Friday, December 12, 2014

Movie Quote of the Day (‘The Godfather: Part II,’ With the Kiss of Death)



Michael Corleone (played by Al Pacino): “I know it was you, Fredo. You broke my heart. You broke my heart!”— The Godfather: Part II (1974), screenplay by Francis Ford Coppola and Mario Puzo, based on characters created for Puzo’s novel The Godfather, directed by Francis Ford Coppola

The Godfather: Part II, which premiered 40 years ago today in New York, didn’t have the propulsive drive and shock of its predecessor, but it surpassed it in demands on the audience, ambition, and assessment of the soul-deadening costs of a life of crime. In the process, it became the first sequel to win the Best Picture Oscar.

One of the most common criticisms of the first Godfather film was that it romanticized mobsters as family men. Part II, in many respects, seemed to be a direct answer to that complaint, as Michael—whose progress from idealistic war veteran to head of a crime family was detailed in Part I—now finds himself progressively isolated from all members of his clan.

Michael adheres all too well to the advice of his father: “Keep your friends close, but your enemies closer.” To expand the “family business,” from Las Vegas to pre-revolutionary Havana, he embodies the cold, coiled lethality of a snake.

In fact, perhaps he displays more passion here, in his confrontation with weak, unwary sibling Fredo (played by John Cazale), than throughout the rest of the film. A slip of the tongue by Fredo confirms his younger brother’s suspicion that Fredo not only connived with Hyman Roth, but that he helped the older gangster set up a hit on Michael.

And so, in a scene more shocking and devastating than the violent scenes (16 deaths) throughout, Michael plants a “kiss of death” on Fredo at a New Year’s Eve celebration in Havana.

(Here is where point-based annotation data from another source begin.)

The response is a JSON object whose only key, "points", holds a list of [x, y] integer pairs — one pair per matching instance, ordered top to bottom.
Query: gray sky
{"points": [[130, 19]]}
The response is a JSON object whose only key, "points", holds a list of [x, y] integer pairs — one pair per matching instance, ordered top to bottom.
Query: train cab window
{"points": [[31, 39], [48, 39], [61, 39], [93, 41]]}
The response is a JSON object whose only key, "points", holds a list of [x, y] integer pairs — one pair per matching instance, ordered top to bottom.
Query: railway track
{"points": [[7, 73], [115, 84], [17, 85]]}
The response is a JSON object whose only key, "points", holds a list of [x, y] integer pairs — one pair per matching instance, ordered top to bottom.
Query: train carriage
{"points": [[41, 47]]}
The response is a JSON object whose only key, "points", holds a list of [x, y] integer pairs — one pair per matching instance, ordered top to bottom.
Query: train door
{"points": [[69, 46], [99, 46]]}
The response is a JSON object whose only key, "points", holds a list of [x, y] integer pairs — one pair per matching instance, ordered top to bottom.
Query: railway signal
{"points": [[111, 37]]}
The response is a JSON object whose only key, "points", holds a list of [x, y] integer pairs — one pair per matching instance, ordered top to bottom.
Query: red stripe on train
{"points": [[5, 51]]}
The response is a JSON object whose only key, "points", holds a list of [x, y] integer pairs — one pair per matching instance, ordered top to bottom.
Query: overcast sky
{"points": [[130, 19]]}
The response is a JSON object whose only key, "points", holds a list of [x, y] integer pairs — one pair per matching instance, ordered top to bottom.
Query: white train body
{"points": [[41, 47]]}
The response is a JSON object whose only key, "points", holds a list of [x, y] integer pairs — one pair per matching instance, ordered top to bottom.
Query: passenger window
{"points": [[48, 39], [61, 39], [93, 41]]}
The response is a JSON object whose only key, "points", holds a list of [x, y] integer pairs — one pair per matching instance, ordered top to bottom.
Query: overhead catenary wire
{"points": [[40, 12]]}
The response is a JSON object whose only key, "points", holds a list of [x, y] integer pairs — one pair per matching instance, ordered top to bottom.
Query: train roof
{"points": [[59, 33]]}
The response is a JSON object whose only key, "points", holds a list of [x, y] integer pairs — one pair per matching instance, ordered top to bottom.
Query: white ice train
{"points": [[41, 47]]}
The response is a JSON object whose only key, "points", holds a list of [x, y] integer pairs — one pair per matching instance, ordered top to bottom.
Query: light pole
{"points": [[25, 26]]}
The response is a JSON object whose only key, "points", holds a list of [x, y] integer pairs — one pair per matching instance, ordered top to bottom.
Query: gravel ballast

The act functions as an inversion, turning an affirmation into a negation, a vow of good faith into a naked avowal of betrayal, and a year’s beginning into an unmistakable mark of a life’s ending.

It is hard not to see how bleak his entry in The Godfather Saga has become. The first film, opening the year of the Watergate break-in, was cynical about both government and law enforcement, yet continued to hold the banner of family aloft. No such solace is offered this time.

Cold, manipulative, deceptive Michael has so often broken his promise to go legitimate that wife Kay decides to punish him by aborting his son. That is not the only promise he will break to a family member, however: he also reneges on his agreement with his sister Connie that he forgive Fredo. That radical act of love could have broken the endless cycle of violence, perhaps, but it is impossible given the life Michael chose more than a decade ago.

The last extended flashback in the film—Pearl Harbor Day, when a birthday party for Vito Corleone is being planned by Michael and three family members who will die from violence, future brother-in-law Carlo and brothers Sonny and Fredo—is followed with the muted, desolate scene of Michael, sitting alone and lost in the family garden at Lake Tahoe. He may have turned his family-owned business into an enterprise "bigger than U.S. Steel," but at what cost?